Our experience over the years has shown that there are 4 most common compliance breaches that regulators find in financial institutions. And those breaches are:
- Inadequate Know Your Customer (KYC) procedures. I.e., not enough information is collected about the customer and therefore the level of risk is not properly assessed
- Inadequate monitoring of customer relationships. For example, when monitoring customers from high-risk countries or politically exposed persons.
- Improperly conducted investigations of suspicious money transactions or mistakes when informing the FIU of such investigations
- Failure to designate senior managers to manage AML/CFT procedures and communicate with the FIU.
The supervisor will also give significant weight to the company’s approach, including its management’s response, to the breaches identified. In most cases the supervisor will not tolerate “wilful blindness”, although it is difficult to prove.
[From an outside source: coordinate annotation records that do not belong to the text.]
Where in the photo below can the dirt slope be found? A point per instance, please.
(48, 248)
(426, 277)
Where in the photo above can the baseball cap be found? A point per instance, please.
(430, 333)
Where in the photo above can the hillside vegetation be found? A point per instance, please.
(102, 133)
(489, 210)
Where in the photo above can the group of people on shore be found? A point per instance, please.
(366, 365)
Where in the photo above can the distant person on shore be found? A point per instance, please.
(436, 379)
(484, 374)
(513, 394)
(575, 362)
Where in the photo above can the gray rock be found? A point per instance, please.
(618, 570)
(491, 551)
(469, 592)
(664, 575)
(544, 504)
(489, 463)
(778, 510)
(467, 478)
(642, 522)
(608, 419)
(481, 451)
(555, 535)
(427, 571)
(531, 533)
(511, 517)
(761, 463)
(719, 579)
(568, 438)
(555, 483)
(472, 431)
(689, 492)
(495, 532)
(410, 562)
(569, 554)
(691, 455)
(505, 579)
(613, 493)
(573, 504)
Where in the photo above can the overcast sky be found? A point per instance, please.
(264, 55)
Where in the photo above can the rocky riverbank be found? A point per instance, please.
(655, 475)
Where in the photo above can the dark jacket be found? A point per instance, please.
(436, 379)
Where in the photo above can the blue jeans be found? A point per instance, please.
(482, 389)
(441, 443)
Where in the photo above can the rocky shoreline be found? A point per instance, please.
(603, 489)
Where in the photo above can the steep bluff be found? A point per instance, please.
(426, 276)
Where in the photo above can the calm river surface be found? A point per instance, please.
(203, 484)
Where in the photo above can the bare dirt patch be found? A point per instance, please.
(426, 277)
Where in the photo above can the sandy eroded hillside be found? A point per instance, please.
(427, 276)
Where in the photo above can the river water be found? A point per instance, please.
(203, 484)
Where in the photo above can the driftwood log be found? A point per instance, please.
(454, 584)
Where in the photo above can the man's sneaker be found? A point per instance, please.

In other words, if you try to cut corners on compliance, you should be prepared to face the consequences. The history of regulatory fines tells us that non-compliance is not a cost-effective choice. So it is up to you to choose your weapons wisely, but we believe that it is always worth analyzing the flaws and focusing on solving them, rather than getting bogged down in the details of later dialogue with the supervisor.
Regulatory regimes vary from country to country. AMLYZE is based in Vilnius, Lithuania, so most of this guide complies with Lithuanian and EU laws. Therefore, the decisions based on the advice written here should be taken with the appropriate precautions and in accordance with local laws.